Boston Dynamics, Toyota Research Institute Partner to Advance Robotics Research

The partnership combines two of the world's leaders in AI and robotics.

Boston Dynamics and Toyota Research Institute logos.
Boston Dynamics and Toyota Research Institute logos.
Boston Dynamics/Toyota Research Institute

Boston Dynamics and Toyota Research Institute (TRI) announced today they will join forces, combining two of the world's leaders in artificial intelligence and robotics. The research partnership aims to accelerate the development of general-purpose humanoid robots utilizing TRI's Large Behavior Models and Boston Dynamics' Atlas robot.

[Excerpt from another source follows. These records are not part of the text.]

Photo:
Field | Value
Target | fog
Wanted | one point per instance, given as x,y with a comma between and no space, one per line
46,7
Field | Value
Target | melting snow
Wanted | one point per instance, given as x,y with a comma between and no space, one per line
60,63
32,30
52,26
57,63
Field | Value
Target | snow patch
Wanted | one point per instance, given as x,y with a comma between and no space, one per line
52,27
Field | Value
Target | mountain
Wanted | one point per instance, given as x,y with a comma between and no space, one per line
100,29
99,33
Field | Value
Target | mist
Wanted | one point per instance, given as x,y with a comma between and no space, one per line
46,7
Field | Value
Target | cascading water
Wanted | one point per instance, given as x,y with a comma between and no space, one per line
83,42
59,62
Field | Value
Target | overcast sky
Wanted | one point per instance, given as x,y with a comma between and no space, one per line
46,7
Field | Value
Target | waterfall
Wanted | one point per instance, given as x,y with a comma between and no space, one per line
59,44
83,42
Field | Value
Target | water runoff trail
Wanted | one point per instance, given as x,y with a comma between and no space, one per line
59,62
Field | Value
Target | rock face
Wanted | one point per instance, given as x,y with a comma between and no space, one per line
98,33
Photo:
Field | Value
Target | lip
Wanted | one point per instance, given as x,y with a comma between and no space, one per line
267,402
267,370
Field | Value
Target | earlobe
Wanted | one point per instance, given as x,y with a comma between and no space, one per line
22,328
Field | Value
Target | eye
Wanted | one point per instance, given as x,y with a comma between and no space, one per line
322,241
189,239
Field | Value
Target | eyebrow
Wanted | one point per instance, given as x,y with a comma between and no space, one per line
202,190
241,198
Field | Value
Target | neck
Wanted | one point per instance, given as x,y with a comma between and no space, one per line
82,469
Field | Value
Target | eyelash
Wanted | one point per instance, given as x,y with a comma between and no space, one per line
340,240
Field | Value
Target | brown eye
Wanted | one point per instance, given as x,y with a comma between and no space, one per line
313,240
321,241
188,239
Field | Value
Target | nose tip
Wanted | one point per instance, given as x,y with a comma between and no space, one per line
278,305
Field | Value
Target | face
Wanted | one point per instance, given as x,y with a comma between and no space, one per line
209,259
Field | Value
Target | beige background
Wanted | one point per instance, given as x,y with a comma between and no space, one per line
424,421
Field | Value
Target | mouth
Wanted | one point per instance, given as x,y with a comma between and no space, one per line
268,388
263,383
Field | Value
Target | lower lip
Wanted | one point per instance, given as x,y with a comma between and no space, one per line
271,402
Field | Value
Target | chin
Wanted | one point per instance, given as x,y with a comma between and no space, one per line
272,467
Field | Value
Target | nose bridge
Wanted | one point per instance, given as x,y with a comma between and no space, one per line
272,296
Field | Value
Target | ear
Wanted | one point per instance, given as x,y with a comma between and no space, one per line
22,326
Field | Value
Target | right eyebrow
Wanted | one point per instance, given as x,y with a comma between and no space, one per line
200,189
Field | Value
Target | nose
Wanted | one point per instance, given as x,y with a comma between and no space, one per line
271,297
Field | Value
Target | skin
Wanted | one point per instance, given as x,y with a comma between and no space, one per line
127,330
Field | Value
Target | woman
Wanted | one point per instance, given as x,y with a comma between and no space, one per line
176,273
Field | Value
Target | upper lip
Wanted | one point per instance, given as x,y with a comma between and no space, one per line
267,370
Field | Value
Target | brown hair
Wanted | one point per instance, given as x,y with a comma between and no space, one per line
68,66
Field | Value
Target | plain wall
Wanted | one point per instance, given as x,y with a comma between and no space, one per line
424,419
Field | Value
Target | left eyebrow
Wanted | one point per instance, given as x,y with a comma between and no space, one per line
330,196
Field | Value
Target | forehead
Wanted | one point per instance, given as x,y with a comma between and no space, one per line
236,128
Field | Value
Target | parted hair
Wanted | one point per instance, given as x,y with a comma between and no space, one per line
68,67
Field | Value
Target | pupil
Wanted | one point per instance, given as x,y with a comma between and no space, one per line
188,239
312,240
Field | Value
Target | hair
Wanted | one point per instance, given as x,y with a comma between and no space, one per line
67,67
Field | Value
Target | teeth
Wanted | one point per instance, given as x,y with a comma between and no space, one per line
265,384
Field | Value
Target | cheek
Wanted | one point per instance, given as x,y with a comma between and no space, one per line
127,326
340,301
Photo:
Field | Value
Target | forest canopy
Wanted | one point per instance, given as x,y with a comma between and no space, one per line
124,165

Boston Dynamics has a longstanding reputation for creating groundbreaking advances in humanoids, from extreme mobility to bimanual manipulation. The latest generation of Atlas is the result of years of hardware/software co-design aimed at building the most capable humanoid platform, both in terms of physical capability and software interfaces for authoring whole-body behaviors. This makes it an ideal platform for advancing the science of AI-based manipulation skills.

Concurrently, TRI is widely recognized as a world leader in the rapid advancement of Large Behavior Models (LBMs) for robotics. This includes groundbreaking work on diffusion policy, which pioneered the successful application of generative AI to advance dexterous manipulation capabilities in robotics. TRI has also played a leading role in the development of open-source robot AI models and datasets. Leveraging additional strength in computer vision and large-language model training, TRI's work on LBMs aims to achieve multi-task, vision-and-language-conditioned foundation models for dexterous manipulation.

Scott Kuindersma, senior director of Robotics Research at Boston Dynamics, and Russ Tedrake, vice president of Robotics Research at Toyota Research Institute, will co-lead the Boston-based research partnership.

The project is designed to leverage the strengths and expertise of each partner equally. The physical capabilities of the new electric Atlas robot, coupled with the ability to programmatically command and teleoperate a broad range of whole-body bimanual manipulation behaviors, will allow research teams to deploy the robot across a range of tasks and collect data on its performance. This data will, in turn, be used to support the training of advanced LBMs, utilizing rigorous hardware and simulation evaluation to demonstrate that large, pre-trained models can enable the rapid acquisition of new robust, dexterous, whole-body skills.

The joint team will also conduct research to answer fundamental training questions for humanoid robots, the ability of research models to leverage whole-body sensing, and understanding human-robot interaction and safety/assurance cases to support these new capabilities.